Mas é uma comparação que não se sustenta por muito tempo e basta uma conferida em ambas produções para notar o contraste de suas dramaturgias, dos cenários, dos personagens, com alternâncias na dosagem de ingredientes e no tom, principalmente no humor. Como todos os primeiros projetos de Hodges eram explicitamente relacionados a crimes densos e pesados – CARTER – O VINGADOR, por exemplo, era sombrio e niilista – não é difícil entender porque o diretor optou pelo contraste através do humor. Hodges, no entanto, permaneceu fiel ao seu amor pela ficção policial, e PULP se revela uma comédia de crime e sátira política que ironiza não apenas os antigos filmes noir e seu material original – o título já evidencia, a literatura pulp – como também a natureza de decadência dos escritores desse tipo de romance.

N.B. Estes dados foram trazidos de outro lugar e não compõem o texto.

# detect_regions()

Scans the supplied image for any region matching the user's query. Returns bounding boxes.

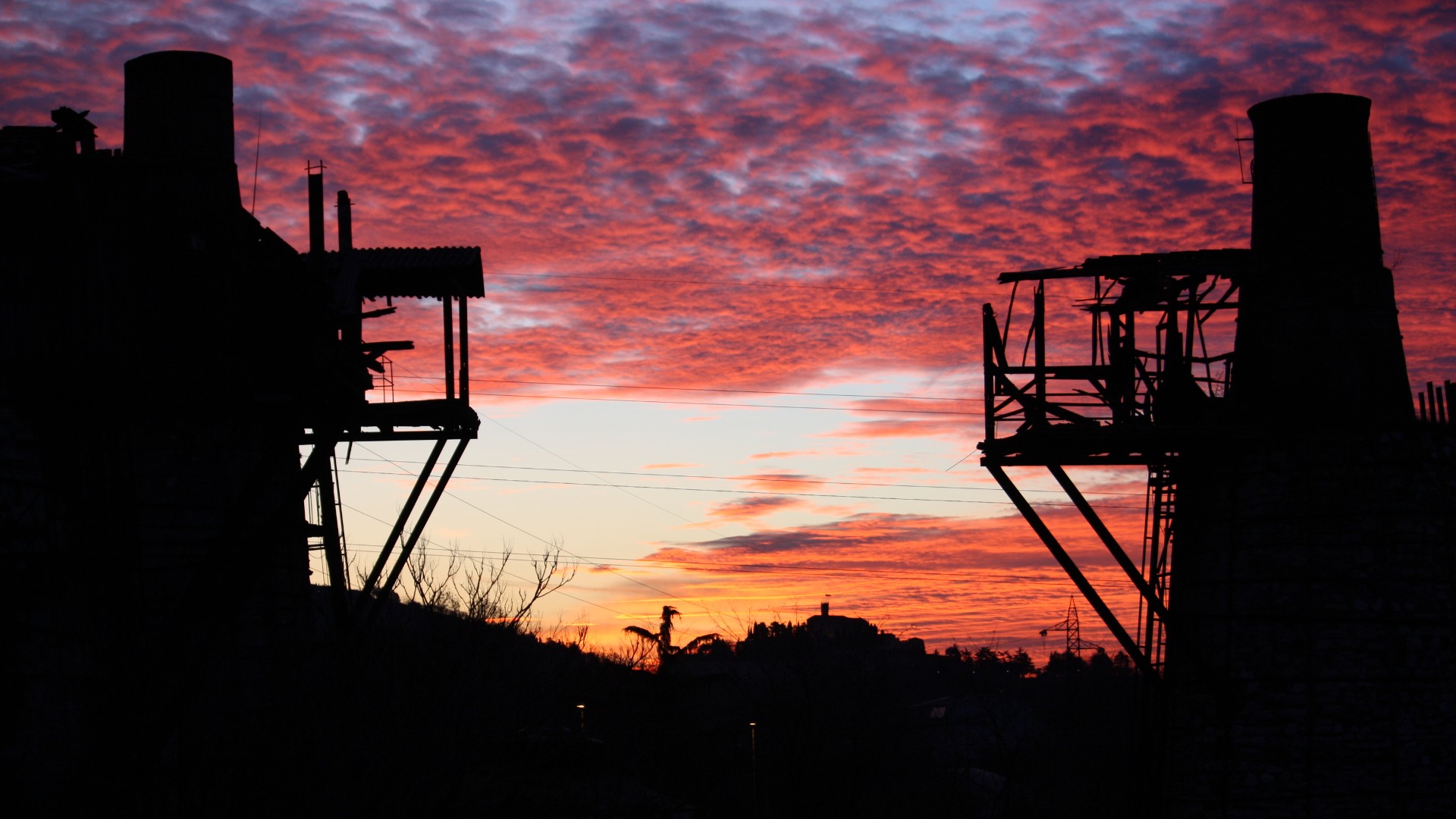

Não que o protagonista de PULP seja um derrotado na vida, mas é um sujeito que vive no fim do mundo e precisa “prostituir” seu talento nunca reconhecido, escondido sob pseudônimos variados, escrevendo livros policiais de gosto duvidoso, curtos e baratos. Mickey King (Caine) é esse cara, cuja obra inclui títulos como The Organ Grinder e My Gun is Long, só para terem a noção do nível do material… Se bem que eu gostaria de ler um romance pulp chamado My Gun is Long.

Logo no início de PULP, percebe-se o tom da coisa: o mais recente trabalho de Mickey está entregue numa editora, numa sala de digitação ocupada por filas de jovens moças que ouvem sua prosa semi-pornográfica através de fones de ouvido enquanto digitam a obra. As reações das mocinhas já são suficientes para arrancar algumas risadas do público. Entra em cena Michael Caine, enquanto os créditos surgem na tela. Cigarro no canto da boca, terno branco, óculos de aros grossos e a cabeleira loura. E é sob a ótica dessa figura, acompanhado por uma narração em off, digna dos mais esdrúxulos casos policiais, que vamos seguir a trama.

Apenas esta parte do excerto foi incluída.